Цвингер - Елена Костюкович
Шрифт:
Интервал:
Закладка:
В горле пересохло, резь в глазах. Виктор дорого бы дал за чашку горячего чаю, да нет сил готовить себе. Хотя во «Франкфуртере» имеется на столике в номере все необходимое… Ладно, будем читать дальше, это отвлечет.
— Что еще у вас новенького тут в Москве?
— Премию КГБ Саше Галичу только что дали.
— Это шутка, Лиличка?
— Какая шутка, правда. За фильм «Государственный преступник». Премию КГБ.
— Неисповедимы пути твои, господи. А как вообще Саша?
— Он очень на коне. Закончил съемки фильма с французами о Петипа.
— Так, может, он как раз с французами письмо нашему Ульриху переправит?
— Я спрошу. Хотя, наверно, французы уехали и с концами. Премьера уже была. Премьера была месяц назад в Париже.
— А что за фильм?
— По-французски называется «Ночь прощания», у нас «Третья молодость». Непонятно, почему так по-разному. Но Сашу и не думали возить на эту премьеру. Без него отпраздновали. А вообще я буду иметь в виду, конечно, что ты ищешь оказию во Францию. Будь спокоен, Сима.
— А где и когда Саша Галич будет в ближайшее время петь?
— Лёдик, ну вот видно, что ты напился. Ну что ты говоришь? О чем спрашиваешь? Давай на эту тему в другом месте!
— Ага, чего бухтишь, ну, Лиличка, ну хорошо, не буду тут. Думаешь, могут нас подслушать? Так мы тут уже с Симой такого наклеветали…
— Лёдик, хватит, и Сима, очень вас обоих прошу. Не надо больше пить, и не надо на всякие темы высказываться.
— Ну ладно. В прошлый мой приезд в октябре Галич пел в этом самом… сангигиены… Ну, во втором меде… Про это хоть могу я сказать? Ведь это уже — дела давно минувших дней? Он в морге выступал, знаете? Я восхищался. Замечательные стихи. И смотреть на Сашу всегда — восхищение. Как он колки подтягивает, как он берет гитару… «Красный треугольник» — песня на века!
— Лёдик, смени тему. Это кто там прошел, Лиля, это Светлов?

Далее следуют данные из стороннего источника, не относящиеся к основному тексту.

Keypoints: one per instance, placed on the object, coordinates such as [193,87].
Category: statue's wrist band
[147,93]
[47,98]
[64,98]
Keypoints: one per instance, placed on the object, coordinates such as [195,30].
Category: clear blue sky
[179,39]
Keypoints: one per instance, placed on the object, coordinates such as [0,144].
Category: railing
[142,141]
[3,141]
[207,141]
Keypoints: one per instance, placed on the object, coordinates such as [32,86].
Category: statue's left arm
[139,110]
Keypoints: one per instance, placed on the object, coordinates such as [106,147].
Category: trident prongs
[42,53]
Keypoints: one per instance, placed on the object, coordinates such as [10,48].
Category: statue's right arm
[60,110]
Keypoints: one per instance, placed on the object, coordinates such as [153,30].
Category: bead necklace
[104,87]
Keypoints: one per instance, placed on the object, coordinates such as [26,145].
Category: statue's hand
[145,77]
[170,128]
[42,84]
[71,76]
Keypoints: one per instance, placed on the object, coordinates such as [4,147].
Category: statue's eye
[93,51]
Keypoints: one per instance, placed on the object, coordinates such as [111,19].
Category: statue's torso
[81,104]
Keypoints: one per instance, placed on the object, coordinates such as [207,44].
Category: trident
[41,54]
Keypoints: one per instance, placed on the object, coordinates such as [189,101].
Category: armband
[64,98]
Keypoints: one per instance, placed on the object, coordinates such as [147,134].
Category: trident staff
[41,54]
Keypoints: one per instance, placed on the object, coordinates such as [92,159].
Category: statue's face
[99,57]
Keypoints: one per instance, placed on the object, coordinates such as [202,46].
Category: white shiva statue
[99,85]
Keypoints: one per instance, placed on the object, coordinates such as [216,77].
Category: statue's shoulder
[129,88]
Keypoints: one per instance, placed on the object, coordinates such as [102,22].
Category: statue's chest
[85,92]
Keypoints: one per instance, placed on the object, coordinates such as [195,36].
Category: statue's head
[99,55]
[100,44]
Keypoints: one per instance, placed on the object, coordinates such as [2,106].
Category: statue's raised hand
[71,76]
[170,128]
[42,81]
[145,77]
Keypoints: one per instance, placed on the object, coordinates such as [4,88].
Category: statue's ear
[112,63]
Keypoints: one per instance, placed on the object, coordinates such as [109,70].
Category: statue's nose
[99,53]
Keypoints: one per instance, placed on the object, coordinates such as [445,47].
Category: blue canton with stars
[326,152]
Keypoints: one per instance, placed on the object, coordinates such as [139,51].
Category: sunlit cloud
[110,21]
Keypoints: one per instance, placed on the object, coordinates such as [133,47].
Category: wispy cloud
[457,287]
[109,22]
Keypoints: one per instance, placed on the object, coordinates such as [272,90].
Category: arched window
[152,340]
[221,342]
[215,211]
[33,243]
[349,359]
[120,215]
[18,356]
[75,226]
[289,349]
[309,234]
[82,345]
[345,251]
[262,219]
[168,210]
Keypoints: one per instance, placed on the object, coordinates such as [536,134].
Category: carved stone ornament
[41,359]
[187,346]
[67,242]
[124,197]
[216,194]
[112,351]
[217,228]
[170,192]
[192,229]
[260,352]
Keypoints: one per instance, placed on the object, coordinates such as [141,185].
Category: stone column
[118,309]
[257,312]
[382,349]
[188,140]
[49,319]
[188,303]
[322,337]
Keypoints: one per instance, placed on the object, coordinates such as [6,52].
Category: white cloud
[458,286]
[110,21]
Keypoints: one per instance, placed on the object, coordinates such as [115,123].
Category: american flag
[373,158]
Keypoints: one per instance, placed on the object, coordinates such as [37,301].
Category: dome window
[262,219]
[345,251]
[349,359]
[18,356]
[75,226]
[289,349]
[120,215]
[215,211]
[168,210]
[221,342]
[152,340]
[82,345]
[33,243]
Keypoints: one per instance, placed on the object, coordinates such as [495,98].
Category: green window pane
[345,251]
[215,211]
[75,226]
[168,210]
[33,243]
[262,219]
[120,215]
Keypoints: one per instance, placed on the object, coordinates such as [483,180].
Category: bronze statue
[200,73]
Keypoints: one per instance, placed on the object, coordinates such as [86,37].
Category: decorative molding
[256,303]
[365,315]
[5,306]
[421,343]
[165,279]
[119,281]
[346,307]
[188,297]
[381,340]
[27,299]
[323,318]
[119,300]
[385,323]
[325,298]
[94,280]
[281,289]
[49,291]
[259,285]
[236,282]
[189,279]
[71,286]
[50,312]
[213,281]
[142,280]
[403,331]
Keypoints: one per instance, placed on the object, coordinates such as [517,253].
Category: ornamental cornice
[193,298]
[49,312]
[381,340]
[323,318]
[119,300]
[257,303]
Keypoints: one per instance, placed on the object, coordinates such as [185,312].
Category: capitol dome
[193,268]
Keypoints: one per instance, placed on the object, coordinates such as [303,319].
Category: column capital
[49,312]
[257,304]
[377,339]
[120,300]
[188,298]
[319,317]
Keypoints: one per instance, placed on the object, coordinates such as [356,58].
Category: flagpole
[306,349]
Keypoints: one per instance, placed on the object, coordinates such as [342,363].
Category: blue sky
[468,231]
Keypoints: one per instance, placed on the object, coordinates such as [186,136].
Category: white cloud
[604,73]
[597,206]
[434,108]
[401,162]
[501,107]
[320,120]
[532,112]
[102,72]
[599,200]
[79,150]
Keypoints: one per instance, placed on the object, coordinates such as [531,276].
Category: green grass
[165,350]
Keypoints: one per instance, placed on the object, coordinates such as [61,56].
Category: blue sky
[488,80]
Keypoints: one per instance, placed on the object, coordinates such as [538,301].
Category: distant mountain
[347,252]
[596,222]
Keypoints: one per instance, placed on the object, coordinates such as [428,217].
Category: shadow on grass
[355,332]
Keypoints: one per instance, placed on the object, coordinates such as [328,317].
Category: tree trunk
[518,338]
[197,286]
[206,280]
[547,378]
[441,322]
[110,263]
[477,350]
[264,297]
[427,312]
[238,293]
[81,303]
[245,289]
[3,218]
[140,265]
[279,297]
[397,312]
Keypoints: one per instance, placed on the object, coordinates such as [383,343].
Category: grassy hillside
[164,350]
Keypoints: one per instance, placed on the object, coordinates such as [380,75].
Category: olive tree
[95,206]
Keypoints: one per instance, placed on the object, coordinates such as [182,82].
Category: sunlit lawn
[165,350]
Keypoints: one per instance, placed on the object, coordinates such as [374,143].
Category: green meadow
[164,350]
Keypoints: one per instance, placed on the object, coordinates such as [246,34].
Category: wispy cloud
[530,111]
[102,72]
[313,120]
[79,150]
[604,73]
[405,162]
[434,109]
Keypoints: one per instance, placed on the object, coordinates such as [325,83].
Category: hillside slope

— Знаете, извините меня оба, мне еще нужно поговорить тут рядом насчет озвучки. Сейчас снимают фильм «Ла Скала в Москве». Меня просили французские фразы перевести, пойду за монтажными листами. Так я пойду. Извините, дорогие, я к вам надеюсь сюда вернуться, а не успею — вечером у нас на кухне договорим.
Не то ей действительно нужно было уйти, не то этот пьяный треп становился сильно небезвредным. Особенно для третьих лиц (для Галича). А может, Лёдик просто уже назюзился до состояния, когда Лиле не так приятно было на него смотреть. Виктору зато смотреть приятно. Хоть и на пьяненького. Но он по Лёдику соскучился. Эх, как фасонно закуривает Лёдик! Просто типичный итальянец, наподобие Гассмана. И как прекрасен в движении, когда живой. Галстука нет — отроду галстуков не водилось. На столе наставлено не пойми чего.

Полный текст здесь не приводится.